What? The bears? Tell me about that!
That was when I went camping in the US! It’s pretty full on – you aren’t meant to camp by yourself, you have to have all your food in a bear can. You aren’t meant to cook in your clothes and then sleep in them. So here I was camping by myself, cooking in my clothes and then I would be sniffing myself – Do I smell like food? Will a bear come into my tent while I’m sleeping and think I’m food?
I’d walk around every corner on the trail holding my bear spray like it was gun in front of me. By Day 3, I wasn’t scared anymore and I was kinda hoping to find a bear.
We all have fears, and what my fears are might not seem like much to you.
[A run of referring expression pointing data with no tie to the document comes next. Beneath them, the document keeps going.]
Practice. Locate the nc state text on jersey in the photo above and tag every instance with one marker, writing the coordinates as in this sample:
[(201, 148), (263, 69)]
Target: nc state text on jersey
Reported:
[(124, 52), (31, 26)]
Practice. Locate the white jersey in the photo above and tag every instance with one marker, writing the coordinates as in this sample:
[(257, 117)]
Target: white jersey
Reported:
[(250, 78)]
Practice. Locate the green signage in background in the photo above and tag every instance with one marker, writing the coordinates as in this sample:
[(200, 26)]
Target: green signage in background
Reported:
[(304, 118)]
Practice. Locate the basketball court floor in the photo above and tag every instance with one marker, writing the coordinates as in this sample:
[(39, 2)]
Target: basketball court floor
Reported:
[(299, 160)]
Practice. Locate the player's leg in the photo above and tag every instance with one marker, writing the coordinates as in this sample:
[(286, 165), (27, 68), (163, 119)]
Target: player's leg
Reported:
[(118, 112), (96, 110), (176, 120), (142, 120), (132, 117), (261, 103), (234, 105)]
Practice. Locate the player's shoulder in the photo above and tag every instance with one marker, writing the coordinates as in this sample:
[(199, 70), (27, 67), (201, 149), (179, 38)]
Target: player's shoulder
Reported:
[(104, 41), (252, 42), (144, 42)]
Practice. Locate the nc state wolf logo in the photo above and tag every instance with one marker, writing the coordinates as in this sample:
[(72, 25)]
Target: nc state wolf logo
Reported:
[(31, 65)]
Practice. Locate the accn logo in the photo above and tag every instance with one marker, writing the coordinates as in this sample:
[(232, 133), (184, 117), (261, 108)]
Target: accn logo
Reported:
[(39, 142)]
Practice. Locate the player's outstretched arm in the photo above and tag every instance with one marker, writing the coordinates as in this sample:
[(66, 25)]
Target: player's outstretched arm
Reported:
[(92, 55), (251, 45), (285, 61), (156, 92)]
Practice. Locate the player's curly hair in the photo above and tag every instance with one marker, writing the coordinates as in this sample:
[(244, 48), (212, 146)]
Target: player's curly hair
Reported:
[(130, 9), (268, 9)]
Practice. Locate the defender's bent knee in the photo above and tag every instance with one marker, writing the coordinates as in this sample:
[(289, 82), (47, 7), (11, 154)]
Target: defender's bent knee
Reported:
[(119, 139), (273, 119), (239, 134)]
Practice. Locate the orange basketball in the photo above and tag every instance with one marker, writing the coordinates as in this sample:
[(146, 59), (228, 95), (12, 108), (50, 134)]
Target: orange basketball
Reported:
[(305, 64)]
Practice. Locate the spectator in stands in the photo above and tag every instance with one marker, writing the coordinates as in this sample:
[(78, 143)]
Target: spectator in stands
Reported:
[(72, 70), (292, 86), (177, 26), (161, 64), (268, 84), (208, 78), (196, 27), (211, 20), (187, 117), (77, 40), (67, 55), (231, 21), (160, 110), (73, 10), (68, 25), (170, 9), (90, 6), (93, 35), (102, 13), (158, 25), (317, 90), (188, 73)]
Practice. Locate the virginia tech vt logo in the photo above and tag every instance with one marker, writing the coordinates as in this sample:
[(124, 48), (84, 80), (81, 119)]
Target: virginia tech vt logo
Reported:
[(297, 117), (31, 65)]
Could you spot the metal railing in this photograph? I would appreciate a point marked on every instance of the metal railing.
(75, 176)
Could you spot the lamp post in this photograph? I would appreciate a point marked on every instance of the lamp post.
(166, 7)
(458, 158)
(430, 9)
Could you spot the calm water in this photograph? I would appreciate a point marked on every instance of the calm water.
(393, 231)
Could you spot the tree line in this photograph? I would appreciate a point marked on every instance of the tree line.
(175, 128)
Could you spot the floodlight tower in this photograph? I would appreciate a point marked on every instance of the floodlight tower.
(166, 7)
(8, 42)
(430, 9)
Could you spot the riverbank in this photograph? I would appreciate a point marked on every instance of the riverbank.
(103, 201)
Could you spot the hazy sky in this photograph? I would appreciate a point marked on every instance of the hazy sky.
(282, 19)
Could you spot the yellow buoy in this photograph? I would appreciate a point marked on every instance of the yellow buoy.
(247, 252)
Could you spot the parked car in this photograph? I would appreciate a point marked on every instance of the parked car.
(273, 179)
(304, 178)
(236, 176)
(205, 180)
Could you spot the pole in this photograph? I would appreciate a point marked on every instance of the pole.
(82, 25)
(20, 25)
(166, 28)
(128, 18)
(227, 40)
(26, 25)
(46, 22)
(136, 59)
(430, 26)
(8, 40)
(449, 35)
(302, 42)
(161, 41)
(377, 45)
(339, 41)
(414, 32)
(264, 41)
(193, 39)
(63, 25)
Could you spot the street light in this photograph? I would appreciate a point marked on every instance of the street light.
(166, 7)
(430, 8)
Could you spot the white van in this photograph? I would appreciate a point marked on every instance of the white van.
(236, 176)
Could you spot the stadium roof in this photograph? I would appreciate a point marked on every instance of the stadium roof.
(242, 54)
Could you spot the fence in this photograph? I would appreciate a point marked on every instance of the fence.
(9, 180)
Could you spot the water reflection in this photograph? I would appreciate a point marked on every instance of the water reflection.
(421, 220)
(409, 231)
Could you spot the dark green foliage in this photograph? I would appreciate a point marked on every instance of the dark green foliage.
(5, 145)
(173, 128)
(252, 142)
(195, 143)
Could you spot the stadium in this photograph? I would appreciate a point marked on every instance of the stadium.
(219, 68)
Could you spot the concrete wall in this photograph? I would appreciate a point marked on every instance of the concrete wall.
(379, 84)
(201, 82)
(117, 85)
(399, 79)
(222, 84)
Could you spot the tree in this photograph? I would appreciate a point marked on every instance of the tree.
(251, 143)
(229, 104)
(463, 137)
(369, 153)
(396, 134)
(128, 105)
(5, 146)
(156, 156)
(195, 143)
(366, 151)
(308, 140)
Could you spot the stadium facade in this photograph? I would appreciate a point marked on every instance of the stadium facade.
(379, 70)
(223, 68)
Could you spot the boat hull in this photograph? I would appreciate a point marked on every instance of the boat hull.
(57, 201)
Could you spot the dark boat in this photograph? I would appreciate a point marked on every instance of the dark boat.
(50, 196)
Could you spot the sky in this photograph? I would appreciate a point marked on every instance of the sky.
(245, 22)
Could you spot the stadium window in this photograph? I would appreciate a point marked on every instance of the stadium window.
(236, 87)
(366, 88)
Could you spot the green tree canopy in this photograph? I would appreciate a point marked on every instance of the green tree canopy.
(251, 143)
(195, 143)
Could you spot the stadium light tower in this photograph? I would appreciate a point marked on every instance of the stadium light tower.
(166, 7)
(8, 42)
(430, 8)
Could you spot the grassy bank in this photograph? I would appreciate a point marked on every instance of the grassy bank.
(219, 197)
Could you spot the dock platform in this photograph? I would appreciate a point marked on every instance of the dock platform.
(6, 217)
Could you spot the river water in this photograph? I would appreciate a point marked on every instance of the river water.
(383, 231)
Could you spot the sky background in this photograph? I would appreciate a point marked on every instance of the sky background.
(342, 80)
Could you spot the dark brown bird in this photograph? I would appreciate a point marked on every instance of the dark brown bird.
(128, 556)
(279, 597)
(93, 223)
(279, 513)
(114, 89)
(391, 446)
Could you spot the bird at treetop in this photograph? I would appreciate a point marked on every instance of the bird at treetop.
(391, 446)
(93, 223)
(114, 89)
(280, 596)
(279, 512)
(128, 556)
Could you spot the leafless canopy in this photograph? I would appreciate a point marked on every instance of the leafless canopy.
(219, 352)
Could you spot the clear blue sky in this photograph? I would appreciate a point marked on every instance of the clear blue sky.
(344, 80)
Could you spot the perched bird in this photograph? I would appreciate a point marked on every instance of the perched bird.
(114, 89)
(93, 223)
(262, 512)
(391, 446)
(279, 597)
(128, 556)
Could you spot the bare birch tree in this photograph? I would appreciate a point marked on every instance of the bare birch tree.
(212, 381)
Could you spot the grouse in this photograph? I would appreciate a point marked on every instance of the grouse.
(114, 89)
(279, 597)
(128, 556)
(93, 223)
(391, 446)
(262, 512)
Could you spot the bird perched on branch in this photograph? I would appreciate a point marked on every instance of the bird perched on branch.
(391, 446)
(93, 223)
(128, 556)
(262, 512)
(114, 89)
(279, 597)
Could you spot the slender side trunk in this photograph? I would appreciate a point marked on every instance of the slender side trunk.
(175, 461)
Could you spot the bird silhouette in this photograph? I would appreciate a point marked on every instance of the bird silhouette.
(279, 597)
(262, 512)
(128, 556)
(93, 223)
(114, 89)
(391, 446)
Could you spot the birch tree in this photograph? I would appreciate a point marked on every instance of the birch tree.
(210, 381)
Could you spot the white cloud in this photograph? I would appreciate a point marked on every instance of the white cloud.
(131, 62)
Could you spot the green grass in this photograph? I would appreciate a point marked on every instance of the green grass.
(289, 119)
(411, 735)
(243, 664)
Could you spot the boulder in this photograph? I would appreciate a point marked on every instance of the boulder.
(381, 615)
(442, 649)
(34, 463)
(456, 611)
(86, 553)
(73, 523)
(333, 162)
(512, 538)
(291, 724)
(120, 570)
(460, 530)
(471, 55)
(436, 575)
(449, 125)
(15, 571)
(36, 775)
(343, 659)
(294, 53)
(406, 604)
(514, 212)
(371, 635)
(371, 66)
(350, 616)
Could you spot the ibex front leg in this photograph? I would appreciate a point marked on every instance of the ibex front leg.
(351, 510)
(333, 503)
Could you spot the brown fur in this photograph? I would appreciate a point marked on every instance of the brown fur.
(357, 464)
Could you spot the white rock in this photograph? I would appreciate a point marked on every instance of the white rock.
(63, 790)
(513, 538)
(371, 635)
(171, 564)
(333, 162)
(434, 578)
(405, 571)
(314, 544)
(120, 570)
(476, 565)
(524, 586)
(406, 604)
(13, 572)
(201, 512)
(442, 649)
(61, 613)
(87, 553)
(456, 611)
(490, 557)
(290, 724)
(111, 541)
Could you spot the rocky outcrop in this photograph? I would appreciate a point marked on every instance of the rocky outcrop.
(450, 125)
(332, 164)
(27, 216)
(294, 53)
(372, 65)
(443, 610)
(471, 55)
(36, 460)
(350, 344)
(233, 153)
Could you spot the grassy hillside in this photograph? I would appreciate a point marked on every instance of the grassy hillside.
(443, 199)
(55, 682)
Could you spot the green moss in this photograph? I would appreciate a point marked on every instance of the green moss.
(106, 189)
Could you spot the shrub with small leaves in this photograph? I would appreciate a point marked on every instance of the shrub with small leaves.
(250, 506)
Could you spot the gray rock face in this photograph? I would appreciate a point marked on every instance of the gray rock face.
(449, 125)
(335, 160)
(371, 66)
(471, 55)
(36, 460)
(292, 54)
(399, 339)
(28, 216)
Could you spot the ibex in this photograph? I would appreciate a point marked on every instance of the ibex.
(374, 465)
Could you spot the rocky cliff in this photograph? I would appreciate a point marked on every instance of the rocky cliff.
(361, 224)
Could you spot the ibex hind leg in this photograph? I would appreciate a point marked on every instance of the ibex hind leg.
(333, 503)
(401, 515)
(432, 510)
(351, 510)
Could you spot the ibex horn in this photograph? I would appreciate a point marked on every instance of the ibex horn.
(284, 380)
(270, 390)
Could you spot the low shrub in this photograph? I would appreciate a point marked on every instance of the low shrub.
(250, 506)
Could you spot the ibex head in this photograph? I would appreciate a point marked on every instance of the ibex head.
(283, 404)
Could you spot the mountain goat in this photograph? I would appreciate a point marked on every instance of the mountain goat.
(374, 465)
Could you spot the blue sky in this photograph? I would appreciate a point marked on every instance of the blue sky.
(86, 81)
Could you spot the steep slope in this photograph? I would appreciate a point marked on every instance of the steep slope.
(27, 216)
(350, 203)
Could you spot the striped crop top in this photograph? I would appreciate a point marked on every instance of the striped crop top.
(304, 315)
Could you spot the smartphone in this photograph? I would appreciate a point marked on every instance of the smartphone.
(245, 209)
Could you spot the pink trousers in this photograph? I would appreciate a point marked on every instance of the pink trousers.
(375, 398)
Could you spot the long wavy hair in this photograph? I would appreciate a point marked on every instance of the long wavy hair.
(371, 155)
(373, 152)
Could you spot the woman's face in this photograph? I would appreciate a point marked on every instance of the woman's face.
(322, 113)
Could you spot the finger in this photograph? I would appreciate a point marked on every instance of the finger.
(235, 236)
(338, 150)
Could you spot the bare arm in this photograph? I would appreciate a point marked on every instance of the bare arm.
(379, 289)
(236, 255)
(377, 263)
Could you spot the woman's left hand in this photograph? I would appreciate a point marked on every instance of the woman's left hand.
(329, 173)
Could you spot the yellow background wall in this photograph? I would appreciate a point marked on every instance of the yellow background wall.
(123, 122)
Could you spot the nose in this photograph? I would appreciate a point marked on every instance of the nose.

For example, my friend is meeting me in New Zealand for a hike soon. He’s really hardcore, really tough, but his fear? He’s worried about being in Dubai airport by himself and not speaking English. That’s his fear.
Sometimes, I still step off the plane in Sierra Leone and think oh shit. What’s going to happen?
Or I could be standing in the boardroom with the CEO of one of the top 10 companies in the world and be thinking “When are they are going to figure out that I’m a fraud?”, even though I’ve been working for them for the last five years!
Look, some days I don’t want to leave the house, I’m too scared to face the world outside my front door.
So what do you do?
I go anyway. I have so many fears! Fear doesn’t change the outcome.
In this quest to see the world, what have you discovered about yourself?
Gorillas in the Democratic Republic of Congo
Not as much as I thought I would! What I have realised though, is that the flaws I had at 20 are still there. On a scale of 1-10 I used to be a 10 on the assertiveness scale. I don’t mean to hurt people but sometimes they find me too direct.
I think I’m now an 8. And even though other people probably haven’t noticed the difference, an 8 is a big difference for me and I’m happy with that.
You are a woman of many nationalities. Can you share what identity means for you?
First and foremost I am Maori. I am a Kiwi but there are parts of being a Kiwi that I’m not happy with. Similarly I love being French but there are parts of being French that I don’t agree with, and the same with being British.
It means that home is everywhere and home is nowhere. I can be really comfortable at a marae up north in New Zealand, but there are bits missing that I can only get in the French countryside or in London. I can be comfortable with my Chanel handbag and in 4 inch heels going to the theatre or at a 3 star Michelin restaurant, but there are always bits missing.
Home is wherever my husband and my cats Billie and Barry are.
If you were in a position to lead a group of women, to lead them into a life more wild, a life more feminine, what would your battlecry be?
It’s really simple: You have one life. Do the things that make you happy, not the things that other people say you should do.